Wall Street has enjoyed a record-breaking run ever since Trump's 2016 election on hopes of a beneficial impact from the USA president's pro-business tax-cutting policies. "There was euphoria because there hadn't been a pullback", said Jeffrey Schulze, investment strategist at ClearBridge Investments.
Last week, rising bond yields prompted the Bank of Japan (BoJ) to intervene in the bond market for the first time since July a year ago. The was at 2.81 percent from a high of 2.88 percent earlier in the day and the rising yields had started the stock market spiral lower.
Furthermore, in Europe five-year German bund yields moved into positive territory for the first time since November 2015.
Bond traders, who not long ago had doubted the Fed's resolve to hike rates even three times this year, are increasingly betting that a fourth interest rate increase may be in the offing.

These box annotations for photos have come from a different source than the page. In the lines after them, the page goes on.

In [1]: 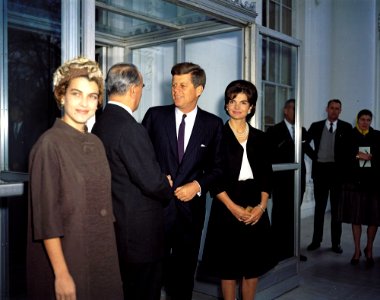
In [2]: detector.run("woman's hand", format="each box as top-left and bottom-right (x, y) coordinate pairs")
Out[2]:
(228, 203), (251, 222)
(244, 205), (264, 225)
(55, 273), (76, 300)
(44, 237), (76, 300)
(356, 151), (372, 160)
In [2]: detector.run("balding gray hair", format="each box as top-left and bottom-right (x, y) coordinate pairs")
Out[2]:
(106, 63), (142, 96)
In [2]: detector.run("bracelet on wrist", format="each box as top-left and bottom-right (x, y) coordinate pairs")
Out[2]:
(257, 203), (265, 213)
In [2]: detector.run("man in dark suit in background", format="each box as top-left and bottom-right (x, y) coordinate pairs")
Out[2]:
(307, 99), (352, 254)
(92, 64), (172, 300)
(143, 63), (223, 300)
(268, 99), (313, 261)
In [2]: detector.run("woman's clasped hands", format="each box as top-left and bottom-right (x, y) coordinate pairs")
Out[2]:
(232, 205), (263, 225)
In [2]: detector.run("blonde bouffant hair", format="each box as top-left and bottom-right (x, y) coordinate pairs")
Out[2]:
(53, 56), (104, 109)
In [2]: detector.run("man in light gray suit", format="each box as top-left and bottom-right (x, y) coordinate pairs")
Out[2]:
(92, 64), (172, 300)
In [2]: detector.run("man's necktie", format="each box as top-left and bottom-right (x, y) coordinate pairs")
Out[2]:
(292, 125), (295, 140)
(177, 114), (186, 162)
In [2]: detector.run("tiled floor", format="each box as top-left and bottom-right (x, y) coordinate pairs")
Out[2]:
(193, 213), (380, 300)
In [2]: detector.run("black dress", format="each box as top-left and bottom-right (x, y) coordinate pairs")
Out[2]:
(339, 128), (380, 226)
(201, 123), (276, 279)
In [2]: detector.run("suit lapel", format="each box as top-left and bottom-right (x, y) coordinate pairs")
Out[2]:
(164, 105), (178, 162)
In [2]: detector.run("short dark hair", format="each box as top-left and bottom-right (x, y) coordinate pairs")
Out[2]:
(357, 109), (372, 120)
(171, 62), (206, 88)
(106, 63), (141, 96)
(327, 99), (342, 108)
(224, 79), (257, 121)
(284, 98), (296, 108)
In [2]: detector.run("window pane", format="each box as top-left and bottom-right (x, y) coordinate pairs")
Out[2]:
(281, 44), (293, 85)
(260, 36), (268, 80)
(269, 1), (281, 31)
(268, 41), (280, 81)
(263, 84), (276, 131)
(281, 7), (292, 36)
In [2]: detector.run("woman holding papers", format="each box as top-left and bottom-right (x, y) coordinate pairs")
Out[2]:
(340, 109), (380, 266)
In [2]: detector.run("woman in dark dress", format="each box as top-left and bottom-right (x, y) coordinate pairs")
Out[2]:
(27, 58), (122, 300)
(202, 80), (275, 300)
(340, 109), (380, 266)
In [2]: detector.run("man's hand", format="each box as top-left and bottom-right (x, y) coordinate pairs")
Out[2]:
(174, 181), (200, 202)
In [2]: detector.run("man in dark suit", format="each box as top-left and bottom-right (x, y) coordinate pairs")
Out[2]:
(92, 64), (172, 300)
(143, 63), (223, 300)
(268, 99), (313, 261)
(307, 99), (352, 254)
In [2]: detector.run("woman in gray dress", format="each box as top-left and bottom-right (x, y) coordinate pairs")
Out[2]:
(27, 57), (122, 299)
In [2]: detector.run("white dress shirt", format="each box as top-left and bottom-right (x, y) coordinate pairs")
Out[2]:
(175, 106), (198, 152)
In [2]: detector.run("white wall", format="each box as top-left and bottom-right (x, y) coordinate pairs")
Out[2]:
(294, 0), (380, 216)
(297, 0), (377, 128)
(330, 0), (377, 123)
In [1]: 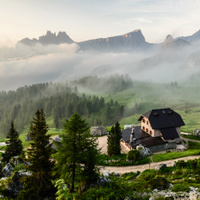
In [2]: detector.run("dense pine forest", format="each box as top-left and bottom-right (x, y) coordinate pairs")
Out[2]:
(0, 76), (131, 137)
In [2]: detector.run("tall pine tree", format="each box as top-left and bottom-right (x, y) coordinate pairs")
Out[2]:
(56, 113), (98, 193)
(107, 122), (122, 156)
(18, 109), (55, 200)
(2, 121), (23, 163)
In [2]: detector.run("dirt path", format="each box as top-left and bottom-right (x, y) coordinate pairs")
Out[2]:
(98, 136), (200, 174)
(100, 156), (200, 174)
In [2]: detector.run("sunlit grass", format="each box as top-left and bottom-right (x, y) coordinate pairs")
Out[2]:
(152, 149), (200, 162)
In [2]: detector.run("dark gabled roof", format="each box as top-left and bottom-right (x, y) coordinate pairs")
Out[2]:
(122, 126), (149, 142)
(122, 126), (167, 149)
(138, 108), (185, 129)
(160, 128), (179, 140)
(130, 136), (167, 149)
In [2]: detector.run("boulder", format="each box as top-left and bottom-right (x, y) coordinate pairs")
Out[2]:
(155, 163), (167, 171)
(2, 163), (13, 177)
(90, 126), (108, 136)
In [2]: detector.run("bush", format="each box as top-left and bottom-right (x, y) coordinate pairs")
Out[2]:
(138, 169), (157, 181)
(127, 149), (141, 162)
(171, 183), (190, 192)
(147, 176), (169, 190)
(121, 171), (140, 181)
(188, 141), (200, 149)
(176, 160), (187, 169)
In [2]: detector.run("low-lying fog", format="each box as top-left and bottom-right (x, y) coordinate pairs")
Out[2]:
(0, 43), (200, 90)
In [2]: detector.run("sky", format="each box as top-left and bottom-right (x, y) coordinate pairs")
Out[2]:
(0, 0), (200, 46)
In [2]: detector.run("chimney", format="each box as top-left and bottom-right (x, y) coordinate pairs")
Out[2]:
(130, 128), (134, 142)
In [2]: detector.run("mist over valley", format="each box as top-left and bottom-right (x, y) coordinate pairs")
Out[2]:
(0, 30), (200, 90)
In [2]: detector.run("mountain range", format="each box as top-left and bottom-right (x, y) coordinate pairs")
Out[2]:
(18, 29), (200, 51)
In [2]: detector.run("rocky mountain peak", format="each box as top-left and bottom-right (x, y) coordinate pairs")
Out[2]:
(162, 35), (190, 49)
(19, 31), (74, 46)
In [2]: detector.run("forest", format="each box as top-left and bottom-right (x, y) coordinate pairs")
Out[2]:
(0, 76), (131, 137)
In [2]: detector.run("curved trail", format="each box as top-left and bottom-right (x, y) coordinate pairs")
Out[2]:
(98, 136), (200, 174)
(100, 155), (200, 174)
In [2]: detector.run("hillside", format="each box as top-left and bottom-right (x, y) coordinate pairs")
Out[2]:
(0, 75), (200, 137)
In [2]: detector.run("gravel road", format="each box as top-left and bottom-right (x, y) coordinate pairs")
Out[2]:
(98, 136), (200, 174)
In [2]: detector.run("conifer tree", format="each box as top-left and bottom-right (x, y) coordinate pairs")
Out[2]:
(107, 122), (122, 156)
(2, 121), (23, 163)
(56, 113), (98, 193)
(18, 109), (55, 200)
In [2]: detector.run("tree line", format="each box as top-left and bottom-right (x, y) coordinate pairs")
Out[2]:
(0, 80), (124, 137)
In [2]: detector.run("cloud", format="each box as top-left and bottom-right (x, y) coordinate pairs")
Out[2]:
(0, 39), (200, 90)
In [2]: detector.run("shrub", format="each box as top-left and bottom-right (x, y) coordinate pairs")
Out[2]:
(138, 169), (157, 181)
(188, 141), (200, 149)
(121, 171), (140, 181)
(127, 149), (141, 162)
(147, 176), (169, 190)
(171, 183), (190, 192)
(176, 160), (187, 169)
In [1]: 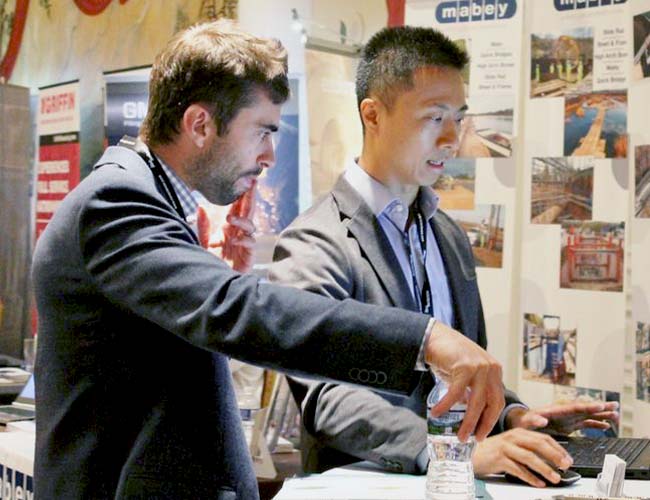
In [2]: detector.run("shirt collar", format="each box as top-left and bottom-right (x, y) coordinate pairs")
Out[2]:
(158, 157), (203, 222)
(343, 160), (439, 228)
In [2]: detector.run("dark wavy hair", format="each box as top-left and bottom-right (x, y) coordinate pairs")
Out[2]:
(140, 20), (289, 146)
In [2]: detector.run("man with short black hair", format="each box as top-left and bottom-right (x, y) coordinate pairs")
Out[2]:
(33, 21), (503, 500)
(270, 26), (616, 486)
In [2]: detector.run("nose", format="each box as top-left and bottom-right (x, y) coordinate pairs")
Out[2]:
(436, 118), (460, 157)
(257, 134), (275, 168)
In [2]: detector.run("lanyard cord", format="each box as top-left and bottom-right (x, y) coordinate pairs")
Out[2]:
(136, 147), (185, 219)
(403, 208), (433, 316)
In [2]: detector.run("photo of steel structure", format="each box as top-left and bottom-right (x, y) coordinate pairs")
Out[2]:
(560, 221), (625, 292)
(457, 95), (515, 158)
(433, 158), (476, 210)
(634, 145), (650, 218)
(445, 205), (506, 267)
(530, 28), (594, 98)
(632, 11), (650, 80)
(636, 321), (650, 403)
(564, 91), (627, 158)
(530, 157), (594, 224)
(522, 313), (578, 386)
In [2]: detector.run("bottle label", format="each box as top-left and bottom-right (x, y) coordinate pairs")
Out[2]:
(427, 408), (465, 435)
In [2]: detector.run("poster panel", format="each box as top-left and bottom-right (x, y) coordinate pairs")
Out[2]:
(104, 66), (151, 146)
(625, 0), (650, 437)
(519, 0), (634, 412)
(406, 0), (524, 387)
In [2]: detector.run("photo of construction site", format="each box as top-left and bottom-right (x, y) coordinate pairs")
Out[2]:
(453, 38), (471, 97)
(560, 221), (625, 292)
(530, 28), (594, 99)
(457, 95), (514, 158)
(634, 145), (650, 219)
(564, 91), (627, 158)
(523, 313), (578, 386)
(636, 321), (650, 403)
(553, 385), (621, 438)
(530, 157), (594, 224)
(632, 11), (650, 80)
(446, 205), (506, 267)
(433, 158), (476, 210)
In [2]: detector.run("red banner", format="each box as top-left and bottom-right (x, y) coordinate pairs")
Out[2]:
(0, 0), (29, 81)
(74, 0), (128, 16)
(386, 0), (406, 28)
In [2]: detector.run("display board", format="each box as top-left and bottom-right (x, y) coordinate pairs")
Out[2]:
(519, 0), (634, 430)
(104, 66), (151, 146)
(305, 49), (363, 201)
(406, 0), (523, 387)
(626, 0), (650, 436)
(0, 85), (33, 358)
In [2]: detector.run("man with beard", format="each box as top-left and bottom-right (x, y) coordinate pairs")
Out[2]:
(33, 22), (504, 500)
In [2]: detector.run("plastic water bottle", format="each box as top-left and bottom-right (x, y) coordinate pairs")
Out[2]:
(425, 379), (475, 500)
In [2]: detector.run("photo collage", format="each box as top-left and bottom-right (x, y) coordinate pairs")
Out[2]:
(440, 39), (515, 268)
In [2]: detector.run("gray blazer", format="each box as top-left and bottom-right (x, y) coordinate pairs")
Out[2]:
(33, 147), (428, 500)
(270, 176), (518, 473)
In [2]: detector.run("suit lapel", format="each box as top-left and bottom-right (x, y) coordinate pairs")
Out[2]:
(431, 213), (466, 332)
(332, 176), (417, 311)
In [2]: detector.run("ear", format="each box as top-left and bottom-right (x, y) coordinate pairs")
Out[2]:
(181, 103), (217, 149)
(359, 97), (383, 131)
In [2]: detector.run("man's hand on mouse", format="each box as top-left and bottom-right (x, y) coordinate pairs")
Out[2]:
(472, 429), (573, 488)
(506, 401), (619, 434)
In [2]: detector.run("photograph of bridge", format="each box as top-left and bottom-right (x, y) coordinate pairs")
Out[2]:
(530, 27), (594, 99)
(457, 95), (514, 158)
(564, 91), (627, 158)
(530, 157), (594, 224)
(632, 11), (650, 80)
(636, 321), (650, 403)
(634, 144), (650, 219)
(522, 313), (578, 386)
(553, 385), (621, 438)
(445, 205), (506, 267)
(433, 158), (476, 210)
(560, 221), (625, 292)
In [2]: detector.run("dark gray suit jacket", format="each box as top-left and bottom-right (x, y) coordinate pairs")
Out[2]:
(33, 147), (428, 500)
(270, 176), (519, 473)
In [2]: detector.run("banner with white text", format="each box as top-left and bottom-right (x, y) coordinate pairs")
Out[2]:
(36, 81), (80, 239)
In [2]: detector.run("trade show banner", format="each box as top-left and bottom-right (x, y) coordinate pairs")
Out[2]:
(305, 49), (363, 200)
(519, 0), (633, 420)
(36, 81), (80, 239)
(406, 0), (523, 387)
(104, 66), (151, 146)
(628, 0), (650, 436)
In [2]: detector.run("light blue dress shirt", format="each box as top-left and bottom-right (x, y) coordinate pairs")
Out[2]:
(343, 161), (454, 326)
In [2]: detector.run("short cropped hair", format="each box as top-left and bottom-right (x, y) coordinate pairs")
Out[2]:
(356, 26), (469, 109)
(140, 20), (289, 145)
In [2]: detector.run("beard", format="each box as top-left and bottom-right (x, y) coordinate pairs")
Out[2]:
(186, 140), (261, 205)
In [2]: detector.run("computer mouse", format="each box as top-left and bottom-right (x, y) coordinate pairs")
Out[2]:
(505, 469), (582, 488)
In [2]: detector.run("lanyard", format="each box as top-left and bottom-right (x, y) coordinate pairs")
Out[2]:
(403, 205), (433, 316)
(137, 151), (185, 219)
(118, 135), (185, 220)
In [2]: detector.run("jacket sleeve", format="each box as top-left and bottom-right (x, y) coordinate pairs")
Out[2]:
(76, 171), (428, 393)
(269, 215), (426, 474)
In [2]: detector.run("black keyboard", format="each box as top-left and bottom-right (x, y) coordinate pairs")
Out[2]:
(562, 438), (648, 467)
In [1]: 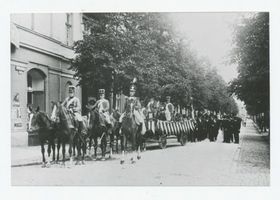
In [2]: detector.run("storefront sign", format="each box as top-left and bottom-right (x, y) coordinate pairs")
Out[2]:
(12, 93), (22, 129)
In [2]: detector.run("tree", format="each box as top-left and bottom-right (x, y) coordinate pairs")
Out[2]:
(230, 13), (269, 114)
(71, 13), (237, 114)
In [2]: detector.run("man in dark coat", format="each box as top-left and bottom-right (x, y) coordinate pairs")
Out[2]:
(233, 116), (242, 144)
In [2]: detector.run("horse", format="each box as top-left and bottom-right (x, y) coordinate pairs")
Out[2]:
(108, 109), (121, 156)
(51, 102), (77, 165)
(120, 105), (142, 164)
(28, 107), (55, 167)
(88, 108), (108, 161)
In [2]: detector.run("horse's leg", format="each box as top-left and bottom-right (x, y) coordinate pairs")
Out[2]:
(75, 135), (81, 165)
(109, 132), (115, 158)
(41, 141), (46, 167)
(88, 135), (92, 155)
(56, 139), (61, 163)
(82, 137), (87, 165)
(51, 139), (55, 162)
(46, 141), (51, 167)
(130, 130), (138, 164)
(121, 134), (126, 164)
(116, 135), (119, 153)
(93, 135), (98, 160)
(136, 134), (142, 160)
(101, 130), (107, 161)
(68, 131), (74, 165)
(62, 140), (66, 166)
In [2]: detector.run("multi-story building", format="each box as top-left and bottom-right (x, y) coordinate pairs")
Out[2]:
(10, 13), (83, 145)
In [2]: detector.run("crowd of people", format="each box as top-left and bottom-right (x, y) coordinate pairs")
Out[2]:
(63, 79), (241, 143)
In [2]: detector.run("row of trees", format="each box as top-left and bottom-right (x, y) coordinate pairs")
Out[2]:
(230, 13), (269, 115)
(71, 13), (237, 113)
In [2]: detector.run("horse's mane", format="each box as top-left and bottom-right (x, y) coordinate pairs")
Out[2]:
(37, 111), (51, 126)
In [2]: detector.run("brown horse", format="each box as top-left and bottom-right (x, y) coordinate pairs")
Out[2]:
(88, 108), (108, 160)
(28, 107), (55, 167)
(51, 102), (77, 165)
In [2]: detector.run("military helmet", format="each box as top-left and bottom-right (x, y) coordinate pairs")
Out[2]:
(129, 85), (136, 92)
(68, 85), (76, 93)
(98, 89), (105, 94)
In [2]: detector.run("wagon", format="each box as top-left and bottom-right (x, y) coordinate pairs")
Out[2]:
(145, 114), (195, 149)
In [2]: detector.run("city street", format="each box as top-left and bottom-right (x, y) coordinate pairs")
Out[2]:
(11, 120), (270, 186)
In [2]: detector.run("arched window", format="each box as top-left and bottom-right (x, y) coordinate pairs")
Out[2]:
(64, 81), (73, 98)
(27, 68), (46, 111)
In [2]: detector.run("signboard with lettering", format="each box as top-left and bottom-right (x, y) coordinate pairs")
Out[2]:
(12, 93), (22, 129)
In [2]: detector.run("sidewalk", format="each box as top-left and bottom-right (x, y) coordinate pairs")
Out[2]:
(11, 146), (44, 167)
(231, 120), (270, 186)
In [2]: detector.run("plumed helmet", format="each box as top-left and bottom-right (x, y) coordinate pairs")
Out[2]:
(68, 85), (76, 93)
(98, 89), (105, 94)
(129, 85), (136, 92)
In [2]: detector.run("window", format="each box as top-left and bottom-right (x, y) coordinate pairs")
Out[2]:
(65, 13), (73, 46)
(82, 16), (90, 35)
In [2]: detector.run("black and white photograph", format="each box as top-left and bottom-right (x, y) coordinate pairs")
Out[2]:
(10, 11), (270, 186)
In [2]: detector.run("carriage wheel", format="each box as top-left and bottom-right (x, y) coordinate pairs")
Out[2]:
(158, 135), (167, 149)
(180, 134), (187, 146)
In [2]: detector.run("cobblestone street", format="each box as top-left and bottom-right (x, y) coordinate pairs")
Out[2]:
(12, 121), (270, 186)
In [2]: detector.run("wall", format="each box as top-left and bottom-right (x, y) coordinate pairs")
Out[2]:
(10, 13), (81, 146)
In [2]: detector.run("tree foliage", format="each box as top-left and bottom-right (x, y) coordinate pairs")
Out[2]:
(230, 13), (269, 114)
(71, 13), (237, 112)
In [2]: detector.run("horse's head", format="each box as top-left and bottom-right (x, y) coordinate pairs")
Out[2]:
(51, 101), (61, 123)
(112, 109), (121, 121)
(28, 106), (50, 132)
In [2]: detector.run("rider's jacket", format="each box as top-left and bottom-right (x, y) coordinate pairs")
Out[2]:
(165, 103), (174, 121)
(124, 97), (141, 113)
(97, 99), (110, 113)
(62, 97), (81, 113)
(147, 101), (157, 113)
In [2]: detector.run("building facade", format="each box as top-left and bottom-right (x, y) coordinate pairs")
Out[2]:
(10, 13), (83, 146)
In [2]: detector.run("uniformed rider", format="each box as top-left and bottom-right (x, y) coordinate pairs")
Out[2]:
(119, 85), (146, 135)
(165, 96), (174, 121)
(147, 97), (157, 119)
(62, 85), (83, 131)
(93, 89), (111, 126)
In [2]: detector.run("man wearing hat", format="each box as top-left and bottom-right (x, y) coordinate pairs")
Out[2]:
(147, 97), (157, 119)
(62, 85), (83, 131)
(93, 89), (111, 126)
(165, 96), (174, 121)
(119, 83), (146, 135)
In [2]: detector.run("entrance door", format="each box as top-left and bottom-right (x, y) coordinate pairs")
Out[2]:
(27, 69), (46, 111)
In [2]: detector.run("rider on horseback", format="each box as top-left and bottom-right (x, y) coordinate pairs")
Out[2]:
(147, 97), (157, 119)
(92, 89), (111, 126)
(165, 96), (174, 121)
(119, 79), (146, 135)
(62, 85), (83, 132)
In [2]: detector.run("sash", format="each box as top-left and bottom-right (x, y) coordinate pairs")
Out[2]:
(66, 97), (75, 109)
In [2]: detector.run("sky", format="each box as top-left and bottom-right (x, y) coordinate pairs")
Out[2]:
(166, 12), (246, 82)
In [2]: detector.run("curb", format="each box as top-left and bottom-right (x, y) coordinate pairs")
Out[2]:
(11, 158), (70, 168)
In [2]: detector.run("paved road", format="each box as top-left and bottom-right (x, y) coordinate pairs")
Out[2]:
(12, 119), (269, 186)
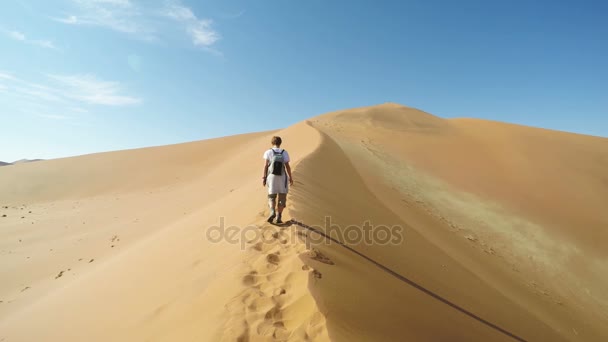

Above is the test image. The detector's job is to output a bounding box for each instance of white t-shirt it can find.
[262,147,289,163]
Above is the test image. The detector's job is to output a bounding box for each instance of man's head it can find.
[270,135,283,147]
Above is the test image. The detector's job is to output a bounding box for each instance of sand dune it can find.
[0,104,608,341]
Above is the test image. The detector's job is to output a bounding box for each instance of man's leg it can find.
[267,194,281,223]
[277,194,287,223]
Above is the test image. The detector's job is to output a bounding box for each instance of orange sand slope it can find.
[0,104,608,342]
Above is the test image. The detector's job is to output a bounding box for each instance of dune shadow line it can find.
[288,219,526,342]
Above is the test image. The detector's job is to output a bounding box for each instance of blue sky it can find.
[0,0,608,161]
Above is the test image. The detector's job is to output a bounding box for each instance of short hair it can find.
[270,135,283,146]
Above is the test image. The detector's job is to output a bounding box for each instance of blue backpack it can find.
[270,150,285,176]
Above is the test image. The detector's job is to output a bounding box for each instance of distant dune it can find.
[0,104,608,341]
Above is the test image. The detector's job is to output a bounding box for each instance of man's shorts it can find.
[268,194,287,207]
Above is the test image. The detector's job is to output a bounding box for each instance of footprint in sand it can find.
[266,253,281,265]
[308,249,335,265]
[243,271,258,286]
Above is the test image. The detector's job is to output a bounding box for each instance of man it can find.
[262,136,293,224]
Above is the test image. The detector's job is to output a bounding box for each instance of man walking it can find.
[262,136,293,224]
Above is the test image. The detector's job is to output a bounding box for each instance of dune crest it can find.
[0,103,608,341]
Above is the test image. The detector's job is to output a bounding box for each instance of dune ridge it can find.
[0,103,608,341]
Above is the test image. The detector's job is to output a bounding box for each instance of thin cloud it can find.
[0,71,142,106]
[48,75,142,106]
[1,30,57,50]
[53,0,150,38]
[52,0,221,51]
[36,114,70,120]
[163,1,221,47]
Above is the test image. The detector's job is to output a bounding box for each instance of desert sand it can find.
[0,103,608,342]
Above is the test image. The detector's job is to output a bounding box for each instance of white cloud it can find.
[48,74,141,106]
[37,114,70,120]
[8,31,25,41]
[0,30,57,50]
[163,1,220,47]
[53,0,221,50]
[0,72,142,106]
[54,0,151,38]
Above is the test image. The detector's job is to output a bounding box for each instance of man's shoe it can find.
[266,212,277,223]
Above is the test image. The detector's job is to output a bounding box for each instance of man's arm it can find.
[262,160,270,186]
[285,162,293,185]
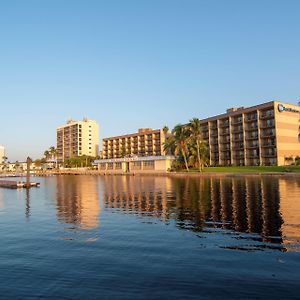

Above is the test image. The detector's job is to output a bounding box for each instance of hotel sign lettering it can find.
[277,104,300,113]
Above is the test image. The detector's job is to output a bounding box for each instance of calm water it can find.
[0,176,300,299]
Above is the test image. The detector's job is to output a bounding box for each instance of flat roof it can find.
[94,155,175,164]
[200,100,298,123]
[102,129,162,141]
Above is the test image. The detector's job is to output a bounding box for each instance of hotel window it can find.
[144,161,154,170]
[115,162,122,170]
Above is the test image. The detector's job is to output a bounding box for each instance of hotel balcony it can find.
[231,128,243,134]
[259,112,274,120]
[231,119,243,125]
[245,124,258,131]
[246,144,259,149]
[232,136,244,143]
[219,122,229,128]
[232,144,244,151]
[260,120,275,129]
[220,130,230,136]
[210,148,219,153]
[220,139,230,144]
[261,141,276,148]
[245,115,257,123]
[232,155,245,160]
[245,135,258,141]
[260,132,275,139]
[220,147,230,152]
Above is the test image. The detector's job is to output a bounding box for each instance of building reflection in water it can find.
[103,176,300,248]
[56,176,100,229]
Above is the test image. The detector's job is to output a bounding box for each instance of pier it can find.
[0,180,40,189]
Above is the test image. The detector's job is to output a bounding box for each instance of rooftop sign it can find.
[277,104,300,113]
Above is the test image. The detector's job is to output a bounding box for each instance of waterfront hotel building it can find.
[56,119,99,163]
[201,101,300,166]
[102,128,165,159]
[95,128,174,174]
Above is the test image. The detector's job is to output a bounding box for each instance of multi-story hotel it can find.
[201,101,300,166]
[94,128,173,173]
[0,146,5,164]
[102,128,165,159]
[56,119,99,162]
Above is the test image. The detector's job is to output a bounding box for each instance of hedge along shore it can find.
[27,169,300,178]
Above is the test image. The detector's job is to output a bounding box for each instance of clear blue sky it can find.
[0,0,300,161]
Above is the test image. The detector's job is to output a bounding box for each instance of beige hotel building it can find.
[95,128,174,174]
[56,119,99,162]
[102,128,165,159]
[201,101,300,166]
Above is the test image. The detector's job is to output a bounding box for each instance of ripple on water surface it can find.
[0,176,300,299]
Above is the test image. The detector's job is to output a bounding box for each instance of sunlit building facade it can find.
[102,128,165,159]
[0,146,5,164]
[56,119,99,162]
[201,101,300,166]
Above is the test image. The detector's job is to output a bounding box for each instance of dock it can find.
[0,180,40,189]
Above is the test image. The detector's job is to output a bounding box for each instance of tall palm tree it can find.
[163,134,176,155]
[188,118,204,172]
[49,146,57,160]
[44,150,50,160]
[172,124,190,171]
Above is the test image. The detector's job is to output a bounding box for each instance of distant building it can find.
[0,146,6,164]
[56,119,99,162]
[102,128,165,159]
[201,101,300,166]
[94,155,174,174]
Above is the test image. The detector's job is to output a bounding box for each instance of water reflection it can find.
[56,176,100,229]
[102,176,300,248]
[25,189,30,219]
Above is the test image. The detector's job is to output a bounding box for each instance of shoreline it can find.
[0,170,300,178]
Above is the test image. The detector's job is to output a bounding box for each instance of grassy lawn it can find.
[176,166,300,173]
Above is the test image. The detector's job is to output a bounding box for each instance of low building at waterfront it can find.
[56,119,99,163]
[0,146,6,164]
[102,128,165,159]
[201,101,300,166]
[94,156,174,174]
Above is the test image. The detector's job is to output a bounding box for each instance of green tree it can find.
[188,118,205,172]
[172,124,190,171]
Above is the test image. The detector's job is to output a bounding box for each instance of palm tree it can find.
[163,134,176,155]
[163,125,169,135]
[188,118,203,172]
[44,150,50,160]
[49,146,57,160]
[172,124,190,171]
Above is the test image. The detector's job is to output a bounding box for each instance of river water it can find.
[0,176,300,300]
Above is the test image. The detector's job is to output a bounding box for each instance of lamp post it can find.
[26,156,32,189]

It is an iron law of finance math (discounted cash flow, specifically) that future cash streams like corporate earnings and dividends are worth steadily more as interest rates fall.
Also underpinning yields, U. S. federal deficit further and could fan inflation. A higher fiscal deficit forces the government to go for higher market borrowings.
The Trump administration's de facto weak dollar policy may be exacerbating market volatility.
The Dow plunged more than 1,100 points on Monday, in its biggest daily point decline ever, as a stronger-than-expected USA jobs report stoked fears that interest rates would be hiked quicker than previously anticipated. Rather, it's the rapidity of the move that has proven unnerving for global stock markets.
"The U.S. economy is on solid foundation", said ClearBridge's Schulze. The job market remains healthy, as evidenced by a report Thursday that applications for unemployment benefits are at a 45-year low.